Samuel Crofts EM

b. 07/12/1891 Newhall, Derbyshire. d. 25/08/1956 Newhall, Derbyshire.

DATE OF EM ACTION: 11/09/1929 Bretby Colliery, Derbyshire.

Samuel Crofts EM

Samuel was the eldest of four children born to John Whalley and Emma Crofts (nee Head). Little is known about his early life, On Christmas Day 1914, he married Jane Lakin at St John’s, Newhall, Derbyshire, and they had seven children. Samuel worked down the mines for all of his working life, and stayed in Newhall. He died on 25th August 1956 aged 64 and was buried in St John’s Churchyard, Newhall. Jane outlived him by twenty years, passing away in 1976.



On the llth September, 1929, two men, Redfern and Hardwick, were filling coal with other men at the Bretby Colliery, South Derbyshire, and were warned to leave their work as a shot was about to be fired near the place where they were working. As they were doing so about 10 tons of roof fell and buried Redfern and Hardwick. Deputy Crofts and others at once tried, at great personal risk, to release the entrapped men. Although further falls were taking place, Crofts remained at work for twenty minutes trying to rescue Redfern until a further large fall of about 100 tons occurred and killed Redfern.
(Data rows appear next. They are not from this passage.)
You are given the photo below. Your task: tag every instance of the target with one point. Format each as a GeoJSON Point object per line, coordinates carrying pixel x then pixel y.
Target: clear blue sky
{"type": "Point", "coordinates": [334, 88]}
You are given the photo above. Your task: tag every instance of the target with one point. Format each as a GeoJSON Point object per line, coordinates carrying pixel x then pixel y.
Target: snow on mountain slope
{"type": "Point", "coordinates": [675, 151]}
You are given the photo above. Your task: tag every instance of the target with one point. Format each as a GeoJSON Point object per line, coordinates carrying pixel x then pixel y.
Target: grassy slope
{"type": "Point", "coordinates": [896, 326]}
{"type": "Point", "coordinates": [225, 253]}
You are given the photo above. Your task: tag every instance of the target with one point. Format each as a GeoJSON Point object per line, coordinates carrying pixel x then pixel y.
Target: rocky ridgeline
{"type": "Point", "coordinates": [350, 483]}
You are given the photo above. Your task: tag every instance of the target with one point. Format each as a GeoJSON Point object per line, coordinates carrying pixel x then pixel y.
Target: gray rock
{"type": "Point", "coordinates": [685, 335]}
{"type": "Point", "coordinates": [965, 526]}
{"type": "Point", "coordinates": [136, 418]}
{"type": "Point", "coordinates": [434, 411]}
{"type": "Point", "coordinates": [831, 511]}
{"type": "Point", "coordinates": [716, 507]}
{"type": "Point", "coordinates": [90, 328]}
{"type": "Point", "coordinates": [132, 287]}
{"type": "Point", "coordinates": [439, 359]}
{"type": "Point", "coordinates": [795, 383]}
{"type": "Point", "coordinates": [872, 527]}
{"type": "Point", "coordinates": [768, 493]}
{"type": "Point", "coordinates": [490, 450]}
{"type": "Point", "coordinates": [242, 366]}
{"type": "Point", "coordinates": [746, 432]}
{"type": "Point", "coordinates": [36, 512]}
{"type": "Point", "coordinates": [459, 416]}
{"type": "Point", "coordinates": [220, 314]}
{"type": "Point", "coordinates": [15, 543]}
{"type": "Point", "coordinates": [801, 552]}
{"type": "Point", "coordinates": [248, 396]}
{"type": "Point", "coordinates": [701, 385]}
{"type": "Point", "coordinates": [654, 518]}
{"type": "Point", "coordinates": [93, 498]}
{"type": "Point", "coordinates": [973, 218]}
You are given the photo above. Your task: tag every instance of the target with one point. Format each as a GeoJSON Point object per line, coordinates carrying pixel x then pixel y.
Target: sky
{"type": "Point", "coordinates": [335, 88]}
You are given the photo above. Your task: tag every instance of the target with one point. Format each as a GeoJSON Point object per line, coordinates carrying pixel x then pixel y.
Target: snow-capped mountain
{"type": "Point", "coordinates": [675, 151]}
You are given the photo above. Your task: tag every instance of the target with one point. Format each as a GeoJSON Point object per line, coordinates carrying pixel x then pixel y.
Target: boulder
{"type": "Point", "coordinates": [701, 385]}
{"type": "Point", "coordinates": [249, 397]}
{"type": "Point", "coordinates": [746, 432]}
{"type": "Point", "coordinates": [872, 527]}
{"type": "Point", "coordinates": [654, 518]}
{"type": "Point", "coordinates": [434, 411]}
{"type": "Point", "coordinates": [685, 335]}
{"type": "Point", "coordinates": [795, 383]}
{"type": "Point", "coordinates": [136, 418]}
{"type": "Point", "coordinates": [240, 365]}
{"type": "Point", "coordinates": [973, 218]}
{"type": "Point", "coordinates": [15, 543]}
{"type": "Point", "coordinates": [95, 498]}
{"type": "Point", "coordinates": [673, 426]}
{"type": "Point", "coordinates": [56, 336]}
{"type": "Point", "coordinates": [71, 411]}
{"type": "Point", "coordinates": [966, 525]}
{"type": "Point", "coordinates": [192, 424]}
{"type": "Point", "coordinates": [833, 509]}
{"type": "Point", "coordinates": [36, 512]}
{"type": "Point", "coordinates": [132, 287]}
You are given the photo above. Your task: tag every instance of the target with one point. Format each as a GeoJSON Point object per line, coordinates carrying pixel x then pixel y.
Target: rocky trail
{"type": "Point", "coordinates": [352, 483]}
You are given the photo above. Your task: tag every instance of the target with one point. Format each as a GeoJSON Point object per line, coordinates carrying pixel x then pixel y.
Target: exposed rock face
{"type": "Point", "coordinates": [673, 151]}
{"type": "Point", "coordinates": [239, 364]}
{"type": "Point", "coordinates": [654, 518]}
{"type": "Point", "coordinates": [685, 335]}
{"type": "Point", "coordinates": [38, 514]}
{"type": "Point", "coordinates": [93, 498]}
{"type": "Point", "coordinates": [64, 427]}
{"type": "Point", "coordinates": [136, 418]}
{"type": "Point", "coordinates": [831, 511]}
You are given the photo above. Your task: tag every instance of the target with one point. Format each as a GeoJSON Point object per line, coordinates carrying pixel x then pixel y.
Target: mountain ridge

Crofts was knocked down and bruised by this fall but he returned to the work of rescue and only gave up the attempt when he had crawled under the fall and had satisfied himself that Redfern was dead. While Crofts was trying to release Redfern, Gough and others were attempting to free Hardwick. At great personal risk they removed the fallen coal from Hardwick’s head and shoulders and placed over his body some covering timber which undoubtedly saved his life when the second large fall occurred. During these operations the rescuers were several times compelled to take shelter from the falling material, and it was only after two hours work of an exceedingly dangerous nature that they succeeded in rescuing Hardwick alive and in recovering the body of Redfern. Although all the rescue party showed great bravery and disregard for their own safety Crofts and Gough were recognised by their comrades to have been the most prominent in risking their lives.